Pria itu menatap Andrea lalu mengangguk. Intan pun pergi setelah mengatakan bahwa Andrea baik-baik saja. Zayyan duduk di tepi ranjang dan menatapnya. Pria itu hanya duduk menatapnya tanpa mengatakan apapun. Zayyan pernah bilang bahwa dia tidak bisa berteman dengan orang lain sebelum bertemu dengannya. Dia bilang tidak bisa mempercayai siapapun. Berteman dengan orang artinya harus percaya dan siap untuk dikecewakan.
Tidak ada yang mau dikecewakan memang.
"Aku sebenernya gak ngerti kenapa kamu mau berhenti setelah semua yang kita temukan.
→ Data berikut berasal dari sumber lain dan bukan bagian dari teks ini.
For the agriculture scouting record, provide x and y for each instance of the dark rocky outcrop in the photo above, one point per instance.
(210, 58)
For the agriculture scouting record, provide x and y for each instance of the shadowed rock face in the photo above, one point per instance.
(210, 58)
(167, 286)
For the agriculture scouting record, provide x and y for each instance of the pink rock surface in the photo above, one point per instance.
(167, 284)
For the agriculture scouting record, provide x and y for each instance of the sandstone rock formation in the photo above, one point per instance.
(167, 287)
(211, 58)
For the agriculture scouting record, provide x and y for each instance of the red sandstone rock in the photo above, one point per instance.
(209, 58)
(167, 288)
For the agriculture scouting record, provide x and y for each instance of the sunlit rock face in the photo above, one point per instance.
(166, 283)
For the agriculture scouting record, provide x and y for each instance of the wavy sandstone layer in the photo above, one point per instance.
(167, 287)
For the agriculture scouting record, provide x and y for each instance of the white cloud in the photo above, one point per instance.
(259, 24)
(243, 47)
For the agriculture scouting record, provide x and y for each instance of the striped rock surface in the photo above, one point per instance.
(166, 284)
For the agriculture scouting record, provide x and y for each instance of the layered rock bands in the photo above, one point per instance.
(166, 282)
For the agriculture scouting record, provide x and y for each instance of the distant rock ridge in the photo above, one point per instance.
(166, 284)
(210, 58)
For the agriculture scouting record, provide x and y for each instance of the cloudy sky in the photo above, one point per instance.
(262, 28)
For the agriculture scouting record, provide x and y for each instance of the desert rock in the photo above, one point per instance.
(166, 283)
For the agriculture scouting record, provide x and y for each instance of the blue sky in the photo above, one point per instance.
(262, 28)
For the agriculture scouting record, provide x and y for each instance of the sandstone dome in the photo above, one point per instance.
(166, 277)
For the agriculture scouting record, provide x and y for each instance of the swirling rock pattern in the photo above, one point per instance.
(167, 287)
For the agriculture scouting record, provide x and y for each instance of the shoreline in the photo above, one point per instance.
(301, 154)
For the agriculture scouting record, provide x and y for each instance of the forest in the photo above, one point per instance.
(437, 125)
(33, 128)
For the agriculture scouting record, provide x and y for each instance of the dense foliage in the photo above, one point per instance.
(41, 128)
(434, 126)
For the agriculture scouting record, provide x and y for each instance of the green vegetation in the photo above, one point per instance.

Kamu benar, kalau aja waktu itu aku gak menerobos ruang interogasi, kalau aku gak bilang kalau Dea dibunuh, kamu gak akan terlibat. Andrea, kamu bisa berhenti kalau kamu mau."
"Enggak, Za." Andrea berbicara dengan susah payah. Tenggorokannya terasa kering sekali. "Air."
Zayyan menurut, mengambilkan air untuknya. Juga membantu Andrea menyusun bantal di belakang pungungnya untuk di jadikan sandaran.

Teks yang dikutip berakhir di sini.